Castro, who officially took over the presidency from his late, older brother Fidel Castro in 2008, is set to remain head of the Communist Party, the only legal party in Cuba and its guiding force.
His heir apparent, First Vice President Miguel Diaz-Canel, 57, was born the year after the revolution but has argued for the need to defend its achievements and provide continuity.
Analysts say he is unlikely to reveal his true colours until he is designated president, and even then his room to maneuver could be limited by the need to establish himself as a legitimate successor to the “historic generation.”

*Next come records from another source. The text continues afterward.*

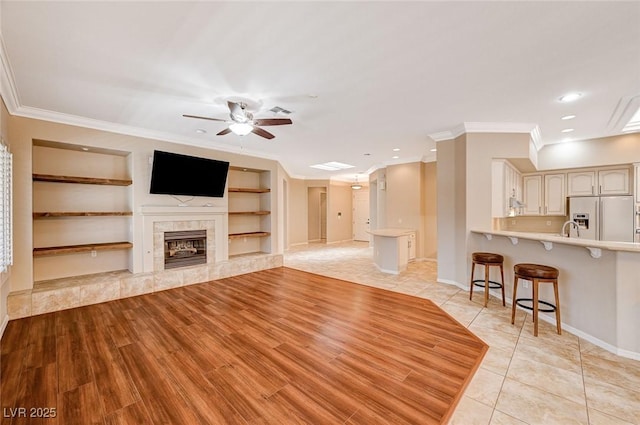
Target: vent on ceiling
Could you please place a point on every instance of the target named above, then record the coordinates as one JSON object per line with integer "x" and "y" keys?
{"x": 279, "y": 110}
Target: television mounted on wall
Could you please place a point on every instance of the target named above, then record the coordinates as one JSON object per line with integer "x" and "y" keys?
{"x": 176, "y": 174}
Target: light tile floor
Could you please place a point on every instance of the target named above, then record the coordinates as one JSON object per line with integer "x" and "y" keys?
{"x": 551, "y": 379}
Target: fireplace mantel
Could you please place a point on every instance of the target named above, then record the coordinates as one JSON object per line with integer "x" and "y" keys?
{"x": 175, "y": 210}
{"x": 172, "y": 213}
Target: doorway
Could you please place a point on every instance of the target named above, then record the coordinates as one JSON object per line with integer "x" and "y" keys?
{"x": 361, "y": 218}
{"x": 317, "y": 214}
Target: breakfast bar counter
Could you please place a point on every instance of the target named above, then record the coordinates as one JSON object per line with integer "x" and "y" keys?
{"x": 390, "y": 249}
{"x": 599, "y": 282}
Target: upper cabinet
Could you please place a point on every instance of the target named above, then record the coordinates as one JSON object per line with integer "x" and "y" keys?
{"x": 532, "y": 194}
{"x": 598, "y": 182}
{"x": 613, "y": 182}
{"x": 581, "y": 183}
{"x": 636, "y": 169}
{"x": 544, "y": 194}
{"x": 555, "y": 198}
{"x": 506, "y": 184}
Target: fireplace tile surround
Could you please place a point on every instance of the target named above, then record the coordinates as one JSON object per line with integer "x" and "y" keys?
{"x": 64, "y": 293}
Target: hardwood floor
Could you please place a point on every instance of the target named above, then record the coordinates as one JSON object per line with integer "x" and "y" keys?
{"x": 279, "y": 346}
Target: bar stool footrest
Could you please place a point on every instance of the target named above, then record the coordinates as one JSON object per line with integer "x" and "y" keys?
{"x": 492, "y": 284}
{"x": 551, "y": 308}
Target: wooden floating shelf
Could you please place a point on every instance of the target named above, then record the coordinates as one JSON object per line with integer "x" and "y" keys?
{"x": 248, "y": 235}
{"x": 249, "y": 212}
{"x": 248, "y": 190}
{"x": 82, "y": 180}
{"x": 83, "y": 214}
{"x": 75, "y": 249}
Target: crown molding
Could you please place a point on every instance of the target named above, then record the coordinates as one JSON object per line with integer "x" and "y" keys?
{"x": 74, "y": 120}
{"x": 491, "y": 127}
{"x": 622, "y": 113}
{"x": 8, "y": 89}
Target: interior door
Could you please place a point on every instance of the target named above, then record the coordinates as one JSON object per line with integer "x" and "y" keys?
{"x": 361, "y": 222}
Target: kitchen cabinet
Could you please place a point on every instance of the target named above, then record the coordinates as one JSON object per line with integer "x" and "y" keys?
{"x": 532, "y": 194}
{"x": 581, "y": 183}
{"x": 613, "y": 182}
{"x": 598, "y": 182}
{"x": 544, "y": 194}
{"x": 636, "y": 170}
{"x": 555, "y": 199}
{"x": 506, "y": 184}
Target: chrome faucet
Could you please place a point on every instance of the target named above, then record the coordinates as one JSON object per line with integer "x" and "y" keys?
{"x": 576, "y": 225}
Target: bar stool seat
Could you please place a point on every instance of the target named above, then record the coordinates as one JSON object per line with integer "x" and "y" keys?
{"x": 486, "y": 259}
{"x": 536, "y": 273}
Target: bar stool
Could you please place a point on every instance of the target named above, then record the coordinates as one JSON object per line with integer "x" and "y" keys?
{"x": 536, "y": 273}
{"x": 486, "y": 259}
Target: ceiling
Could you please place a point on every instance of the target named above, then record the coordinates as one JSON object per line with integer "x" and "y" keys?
{"x": 361, "y": 78}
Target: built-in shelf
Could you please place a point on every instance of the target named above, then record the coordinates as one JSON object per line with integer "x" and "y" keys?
{"x": 249, "y": 212}
{"x": 82, "y": 180}
{"x": 74, "y": 249}
{"x": 248, "y": 235}
{"x": 248, "y": 190}
{"x": 82, "y": 214}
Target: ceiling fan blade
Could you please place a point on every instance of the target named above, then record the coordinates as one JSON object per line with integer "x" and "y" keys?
{"x": 202, "y": 118}
{"x": 237, "y": 112}
{"x": 272, "y": 121}
{"x": 262, "y": 133}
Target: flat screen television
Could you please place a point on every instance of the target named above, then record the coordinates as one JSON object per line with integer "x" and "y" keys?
{"x": 175, "y": 174}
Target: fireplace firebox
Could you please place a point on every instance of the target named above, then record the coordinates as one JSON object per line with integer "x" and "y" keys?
{"x": 185, "y": 248}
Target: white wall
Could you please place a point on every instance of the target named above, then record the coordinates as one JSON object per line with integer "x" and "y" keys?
{"x": 465, "y": 193}
{"x": 5, "y": 285}
{"x": 615, "y": 150}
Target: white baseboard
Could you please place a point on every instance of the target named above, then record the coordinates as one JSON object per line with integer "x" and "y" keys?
{"x": 298, "y": 244}
{"x": 452, "y": 282}
{"x": 3, "y": 326}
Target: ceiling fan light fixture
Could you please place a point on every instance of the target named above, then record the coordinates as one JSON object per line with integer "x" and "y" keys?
{"x": 241, "y": 129}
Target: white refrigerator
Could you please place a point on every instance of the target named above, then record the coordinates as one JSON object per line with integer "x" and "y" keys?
{"x": 605, "y": 218}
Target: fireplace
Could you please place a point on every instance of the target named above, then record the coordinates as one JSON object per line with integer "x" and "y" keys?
{"x": 185, "y": 248}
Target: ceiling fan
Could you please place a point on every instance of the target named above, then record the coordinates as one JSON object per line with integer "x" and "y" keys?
{"x": 243, "y": 123}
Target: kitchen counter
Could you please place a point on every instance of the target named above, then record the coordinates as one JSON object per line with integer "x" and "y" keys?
{"x": 391, "y": 249}
{"x": 556, "y": 238}
{"x": 599, "y": 282}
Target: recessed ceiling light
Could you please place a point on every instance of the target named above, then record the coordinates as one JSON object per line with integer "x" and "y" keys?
{"x": 633, "y": 124}
{"x": 570, "y": 97}
{"x": 332, "y": 166}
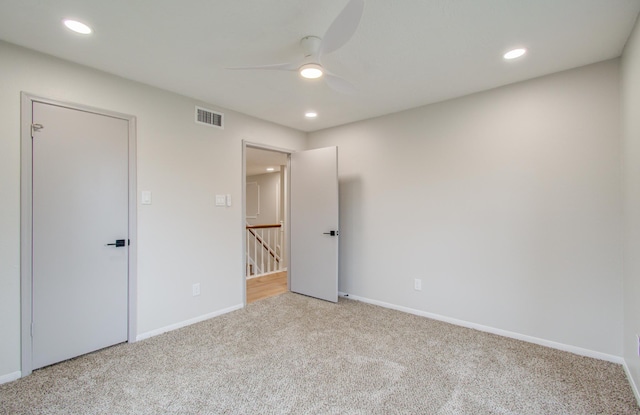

Hopes that the next president might deepen market reforms to the centrally planned economy introduced by Castro were dampened on Thursday by the announcement of new regulations on the fledgling private and cooperative sectors designed to limit wealth accumulation and the growth of inequality.
State-run media cited Marino Murillo, chief of the commission charged with carrying out reform, as saying that income distribution at cooperatives would be more closely regulated and private sector licenses would be limited to one per person.
Cuba’s political transition comes as it faces a host of challenges from declining aid from its socialist ally Venezuela to U.S. President Donald Trump’s partial reversal of the U.S.-Cuban detente and tightening of the decades-old U.S. embargo.
A cash crunch has left Cuba behind on payments to its foreign providers, thereby affecting imports, Economy Minister Ricardo Cabrisas told the assembly.
Hurricane Irma also caused damage worth the equivalent of $13.2 billion, Cabrisas said. Cuba evaluates damages from natural disasters in dollars on the assumption that a peso is equal to the dollar. Many other official exchange rates exist in Cuba, valuing the peso at much less.
The centrally planned economy nonetheless recovered this year from recession in 2016 – the first in nearly a quarter century – growing 1.6 percent, the minister said.
That growth was driven by expansion in the tourism, transport and communications, agriculture and construction sectors, he said.
Despite Hurricane Irma and a renewed U.S. crackdown on travel to Cuba, the number of foreign visitors grew 19.7 percent on the year to 4.3 million in the first 11 months of 2017, Tourism Minister Manuel Marrero told parliament earlier this week.
Cabrisas said the economy would grow around 2 percent next year.